Arequipa is also a popular starting point for a visit to the Colca Valley and Colca Canyon. Before our arrival in Peru, we debated whether to do a two or three-day trek through the canyon. However, since we didn't have waterproof hiking shoes or suitable backpacks, we were leaning towards a "no". Also, I (Tabea) wasn't sure if I would be up for a strenuous multi-day trek at an altitude of over 3,000m. The only alternative would be a tourist bus tour to the canyon, but we weren't particularly excited about that either. Once we were there, we sought advice from two agencies with good reviews on TripAdvisor and learned that due to the ongoing rainy season, no trekking tours were being offered - so it would have been canceled anyway. Agency number two then offered us a very promising 2-day tour, which included some short hikes and a bike tour along the canyon. We were impressed, hesitated briefly because of the relatively high price compared to our previous travel budget, and finally booked it. It turned out to be one of the best decisions of our trip so far!

With six people (us, an Italian couple, and an English couple), we set off early in the morning of the first day in a mini-bus with a driver and guide towards the Colca Canyon. The mood was instantly great, and we felt well taken care of. After a stop where we had coca tea and coca candies (delicious!) for the first time to prevent altitude sickness, we embarked on the first hike in an area with impressive volcanic rock formations. This area is not part of the Colca Valley but conveniently located on the way. As with all the other hikes, we had the entire place to ourselves as a group, which made the nature experience even more magical. On the way to the Colca Valley (the drive takes several hours), we were able to see countless alpacas, llamas, and vicuñas, and finally enjoy a delicious lunch in Chivay, the capital of the Colca Valley region. In the afternoon, we headed to our lodge for the night in a small village at the entrance of the canyon, which is adjacent to the Colca Valley. Here, too, we made several stops for great views into the valley. The lodge we stayed at is operated exclusively by the agency, so the six of us were the only guests in the house, which was a bit creepy but somehow beautiful. We hiked a bit further "down" into the Colca Valley, encountered some donkeys, pigs, and sheep along the way, and got our first glimpse of the canyon. When a strong thunderstorm moved over the valley, we were luckily already sitting by the fireplace having dinner and then fell into bed, satisfied and tired.

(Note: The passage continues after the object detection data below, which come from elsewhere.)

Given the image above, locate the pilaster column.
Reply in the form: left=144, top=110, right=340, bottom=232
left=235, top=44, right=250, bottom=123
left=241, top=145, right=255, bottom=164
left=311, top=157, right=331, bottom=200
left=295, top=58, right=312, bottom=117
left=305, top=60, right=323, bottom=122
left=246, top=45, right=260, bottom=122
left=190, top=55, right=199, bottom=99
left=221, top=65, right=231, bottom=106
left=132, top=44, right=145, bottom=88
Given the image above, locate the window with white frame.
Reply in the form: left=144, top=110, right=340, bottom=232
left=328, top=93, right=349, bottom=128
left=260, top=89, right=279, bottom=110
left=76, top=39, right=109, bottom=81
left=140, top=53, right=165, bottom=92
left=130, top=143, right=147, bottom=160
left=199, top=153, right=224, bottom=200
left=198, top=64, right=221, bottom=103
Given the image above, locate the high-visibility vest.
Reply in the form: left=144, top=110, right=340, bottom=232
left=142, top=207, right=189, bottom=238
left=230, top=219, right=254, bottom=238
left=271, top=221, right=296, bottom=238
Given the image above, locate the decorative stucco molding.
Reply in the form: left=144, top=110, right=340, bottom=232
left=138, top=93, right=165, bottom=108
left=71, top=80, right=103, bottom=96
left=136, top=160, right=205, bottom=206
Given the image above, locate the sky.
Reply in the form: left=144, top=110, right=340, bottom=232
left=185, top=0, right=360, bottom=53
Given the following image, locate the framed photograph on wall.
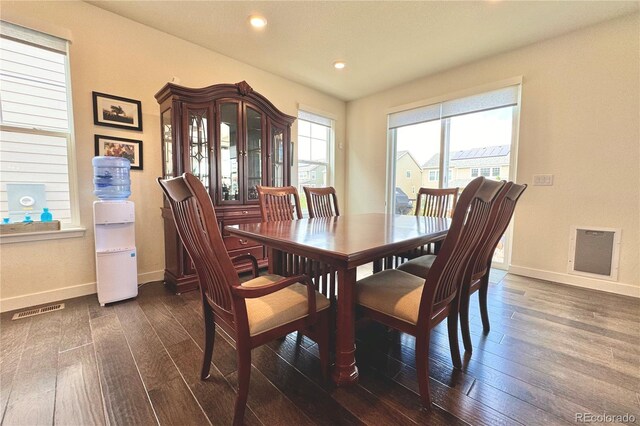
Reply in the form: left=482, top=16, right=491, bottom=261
left=96, top=135, right=142, bottom=170
left=92, top=92, right=142, bottom=130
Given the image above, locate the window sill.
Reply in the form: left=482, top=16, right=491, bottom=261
left=0, top=227, right=87, bottom=244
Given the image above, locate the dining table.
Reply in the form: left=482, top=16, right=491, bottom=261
left=225, top=213, right=451, bottom=386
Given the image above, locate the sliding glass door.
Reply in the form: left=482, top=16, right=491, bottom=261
left=388, top=85, right=520, bottom=269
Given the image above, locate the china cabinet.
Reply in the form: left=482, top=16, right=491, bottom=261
left=155, top=81, right=295, bottom=293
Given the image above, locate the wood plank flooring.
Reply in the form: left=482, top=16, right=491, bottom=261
left=0, top=270, right=640, bottom=426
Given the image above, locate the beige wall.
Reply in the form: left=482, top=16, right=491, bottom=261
left=346, top=15, right=640, bottom=295
left=0, top=1, right=346, bottom=310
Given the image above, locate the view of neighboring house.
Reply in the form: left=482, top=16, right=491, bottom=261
left=298, top=163, right=327, bottom=190
left=396, top=151, right=424, bottom=200
left=422, top=145, right=511, bottom=188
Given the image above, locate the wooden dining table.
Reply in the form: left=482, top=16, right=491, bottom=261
left=225, top=213, right=451, bottom=386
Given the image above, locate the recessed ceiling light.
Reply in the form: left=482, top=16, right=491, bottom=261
left=249, top=15, right=267, bottom=28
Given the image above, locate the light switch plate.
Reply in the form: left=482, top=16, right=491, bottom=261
left=533, top=175, right=553, bottom=186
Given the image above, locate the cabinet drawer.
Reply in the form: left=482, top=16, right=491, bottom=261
left=223, top=236, right=260, bottom=251
left=229, top=246, right=264, bottom=260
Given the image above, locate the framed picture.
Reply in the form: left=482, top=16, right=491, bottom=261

The second day started around 5:30 am because the early morning is the best time to observe condors in the canyon. We weren't sure if we would even see any specimens of these giant birds (with a wingspan of up to 4m) because strong sunlight is preferable. The weather conditions were not ideal with a relatively cloudy sky, but we were lucky. A few condors glided peacefully below us, and we enjoyed the rising sun on the horizon and of course, the view of the 1,200m deep canyon. Then we got on our bikes and embarked on a 15km tour along the edge of the canyon. Most of the route was downhill, and it was a huge fun for everyone. Another hike in the canyon to a valley with a small lagoon surrounded by hundreds of cacti was the final activity of our tour, and we enjoyed it very much, especially since the clouds made way for the sun once again. After lunch at our lodge, we said goodbye to the rest of the group and didn't go back to Arequipa but instead took another minibus to our next destination, which we will tell you about in the next post.

The two days in the Colca Valley were definitely two of the most beautiful days of our trip so far. We were incredibly lucky with the weather (rainy season almost without rain), the group, the guide, the driver, and the food were excellent, and the program put together by the agency introduced us to fascinating sights and places in the region. Thumbs up for Colca Trek and our guide Augusto!